Chlorpyrifos is an organophosphate used to coat bags that protect bananas. Exposure, according to the film, can cause numbness, weight loss, loss of libido, suicidal thoughts, respiratory problems and birth defects.

Another worker in the film says chemical sprayers often work with contaminated equipment or no protective equipment, causing workers to vomit, pass out or have skin problems while out in the fields.

Although aerial spraying should happen early in the morning before field workers arrive, several individuals in the film say that spraying occurs while people are out and about.

Wages serve as another major topic in the film, with one worker saying that pickers earn as little as US$3.56 a day.

“We reckoned that they [wages] were a third of what they needed to be for people to actually earn a living. I believe that a fair wage shouldn’t be about earning just enough calorific intake to survive. It should be about being able to pay for a roof over your head, childcare and putting food in your children’s stomachs, as well educating them,” Nimmo said.

Although no organization or company is directly named in the film, media reports mentioning Fresh Del Monte and the Cameroon Development Corporation (CDC) have caused a stir.

In an official response to the film, Del Monte denied any ties to the footage.
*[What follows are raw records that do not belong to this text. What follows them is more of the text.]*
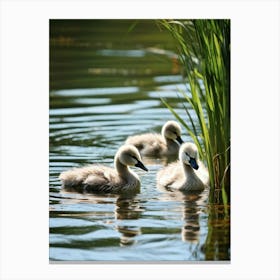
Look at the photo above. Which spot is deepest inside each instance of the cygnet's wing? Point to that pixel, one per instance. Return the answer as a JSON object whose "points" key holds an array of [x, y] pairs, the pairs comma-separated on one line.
{"points": [[102, 180]]}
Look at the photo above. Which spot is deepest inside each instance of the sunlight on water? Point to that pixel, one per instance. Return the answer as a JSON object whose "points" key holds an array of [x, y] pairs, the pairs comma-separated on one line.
{"points": [[90, 117]]}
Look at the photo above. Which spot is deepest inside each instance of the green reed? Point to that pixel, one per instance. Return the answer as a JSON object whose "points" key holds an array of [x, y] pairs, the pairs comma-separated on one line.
{"points": [[204, 51]]}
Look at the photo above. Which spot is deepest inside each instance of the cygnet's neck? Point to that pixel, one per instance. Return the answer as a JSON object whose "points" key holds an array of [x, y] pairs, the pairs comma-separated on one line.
{"points": [[188, 169], [123, 170]]}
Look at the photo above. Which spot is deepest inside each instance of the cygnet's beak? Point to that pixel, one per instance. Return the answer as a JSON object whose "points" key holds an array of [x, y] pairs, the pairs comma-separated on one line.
{"points": [[141, 165], [179, 140], [193, 163]]}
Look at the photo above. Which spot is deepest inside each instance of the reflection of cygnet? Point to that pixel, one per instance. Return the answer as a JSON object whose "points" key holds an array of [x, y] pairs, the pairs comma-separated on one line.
{"points": [[103, 179], [187, 174], [153, 144]]}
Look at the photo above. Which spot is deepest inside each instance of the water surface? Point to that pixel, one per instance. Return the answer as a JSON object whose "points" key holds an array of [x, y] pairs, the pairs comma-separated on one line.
{"points": [[106, 84]]}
“The video in question was shot in the Banana Expansion Project farm of CDC and not the TICO Banana Project farm from where the Del Monte bananas are exclusively supplied. Our Company’s role in the TICO project is only that of a technical advisor. To that effect we issue Standard Operating Procedures to CDC for the activities involved in the operation of the TICO project,” Del Monte said.

Aerial spraying. Photo: Jan Nimmo

CDC did not provide a response by the time of publication.

Nimmo explained her goal was never to attack a specific company, although she did say that a farm in question by Del Monte was, in fact, included in filming.

Since the project’s conclusion in Cameroon, Jacqui Mackay of Banana Link, a film sponsor, said that Del Monte has not been in direct communication with them.

“We shared our reports with Del Monte when we first came back but we haven’t had any kind of response from them. We did speak with Del Monte when we were in Cameroon and had honest conversations but we haven’t had any direct follow up from them,” Mackay said.

Banana Link works to promote fair banana production and trade, encouraging environmental, social and economic responsibility.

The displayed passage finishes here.